I woke up this morning to a thunderstorm. I actually find thunderstorms out east pretty comforting. They don’t have the same fury that they do in the midwest, like they’re trying to tear the sky open and sweep you away with sheets of rain. Here in New England, it’s more like seeing a gaggle of old people on Harleys. It’s loud, but you know no one’s going to be splitting lanes or popping wheelies in front of you. A bit like our mountains, most of the sharp edges are missing. Anyway it’s been a minute since I’ve updated yinz, so let me jump right in and say the news is mixed. I had my first check-in CT scan to see if my chemo was doing what it was supposed to. CT scans are surprisingly quick and easy compared to pet scans. Just a few quick back and forths and then they microwave your insides for a few seconds. I’ve never had more sympathy for instant noodles. The results were less fun. The Folfox (my first chemo “line,” or cocktail) was shrinking the large tumors in my liver and the original culprit by my stomach/esophagus* but nodes in my lungs and peritoneum appeared to still be growing. Thankfully, folfox is far from the only treatment option, and we’ve pivoted to a drug regimen involving either docetaxel or paclitaxel, (they started me on one and switched me to the other for my second infusion, but they are functionally the same. This is the upper limit of my knowledge, I rely on my big-brained wife to spell them correctly.) I am also still on Nivolumab immunotherapy, which has been part of my treatment from the start.

 

What I can tell you with certainty is that the side effects and treatment schedule are different. So first the bad news: my beard started falling out really quickly. Great news for local birds who may be nesting, but startling for my wife, who is also nesting more these days, but had never seen my chin before. Upon its reveal, she determined that I’m still as beautiful as a dun mare. The hair on top of my head seems to be following at a slower, but still accelerated pace. I’m looking forward to wig shopping though, so that’s all right. There is some loss of taste with this treatment, but nothing too wild yet. It’s probably ok that my eating is less wild, I was up 5 pounds at my last weigh in, which is generally a good thing at this stage.

 

I’m also having mild mouth sores and dry lips, but saline rinses and lip balm are doing their sacred duties there. The good news is my neuropathy is totally gone, just in time for warm weather anyway, but at least now I can hold a milkshake without discomfort. My swallowing seems unaffected and my fatigue seems to be largely the same; present but not crippling. 

 

Also, my treatments on this line are more infrequent. I’m on an every-three-week infusion schedule instead of every-two. That’s actually pretty nice, apart from the immediate chaos that change causes in my schedule. (The medical staff does not always signpost the information most relevant to civilians, such as “which days is this happening on now?”) The best part of this new cocktail though is that I don’t have to take home a pump. Which means no follow up visits to be detubed, and no need for a hazmat kit at my house anymore. Amy and I had a really spectacular passover in Washington DC which I’m planning on writing a separate post for. Suffice it to say it was very much the good vanilla. 

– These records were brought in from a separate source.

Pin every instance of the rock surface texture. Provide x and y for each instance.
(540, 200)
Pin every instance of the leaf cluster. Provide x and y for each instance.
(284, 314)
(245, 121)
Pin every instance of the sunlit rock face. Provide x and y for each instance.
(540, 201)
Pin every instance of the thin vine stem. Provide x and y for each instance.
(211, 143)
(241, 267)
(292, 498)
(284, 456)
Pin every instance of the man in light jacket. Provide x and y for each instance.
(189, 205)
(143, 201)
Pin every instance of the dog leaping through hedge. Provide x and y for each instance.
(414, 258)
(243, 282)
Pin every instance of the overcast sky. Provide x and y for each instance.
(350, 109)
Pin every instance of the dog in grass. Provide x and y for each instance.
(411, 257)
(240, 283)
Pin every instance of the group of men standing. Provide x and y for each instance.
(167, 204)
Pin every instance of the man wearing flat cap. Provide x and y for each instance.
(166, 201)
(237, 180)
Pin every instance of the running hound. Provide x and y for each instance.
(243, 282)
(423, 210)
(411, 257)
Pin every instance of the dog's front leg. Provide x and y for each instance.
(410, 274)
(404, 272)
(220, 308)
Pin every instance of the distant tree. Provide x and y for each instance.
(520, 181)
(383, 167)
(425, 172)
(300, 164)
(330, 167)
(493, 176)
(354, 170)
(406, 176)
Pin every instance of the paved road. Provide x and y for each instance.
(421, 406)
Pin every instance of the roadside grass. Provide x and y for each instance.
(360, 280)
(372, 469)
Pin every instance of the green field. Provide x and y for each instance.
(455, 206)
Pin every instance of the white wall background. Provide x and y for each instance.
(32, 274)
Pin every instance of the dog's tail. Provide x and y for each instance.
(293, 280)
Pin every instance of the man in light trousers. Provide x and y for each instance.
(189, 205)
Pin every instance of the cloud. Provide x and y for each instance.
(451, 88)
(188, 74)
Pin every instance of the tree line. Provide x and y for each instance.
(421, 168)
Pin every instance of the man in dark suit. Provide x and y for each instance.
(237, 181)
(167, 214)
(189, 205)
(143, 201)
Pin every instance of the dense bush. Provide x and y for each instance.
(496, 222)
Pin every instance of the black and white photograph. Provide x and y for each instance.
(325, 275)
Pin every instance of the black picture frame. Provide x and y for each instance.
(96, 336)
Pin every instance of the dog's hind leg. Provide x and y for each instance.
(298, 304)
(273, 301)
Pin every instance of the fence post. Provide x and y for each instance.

Small miracles, but they still feel big, like our thunderstorms. 

 

Until next time, stay gorgeous like a horse is. Love from new england.

 

*it’s actually quite difficult to say with clinical certainty that esophageal tumors are growing or shrinking due to the exceedingly floppy foldy and stretchy nature of the stomach and esophagus, but I’m told that the ability to continue to swallow is a good sign. I personally find it extremely convenient.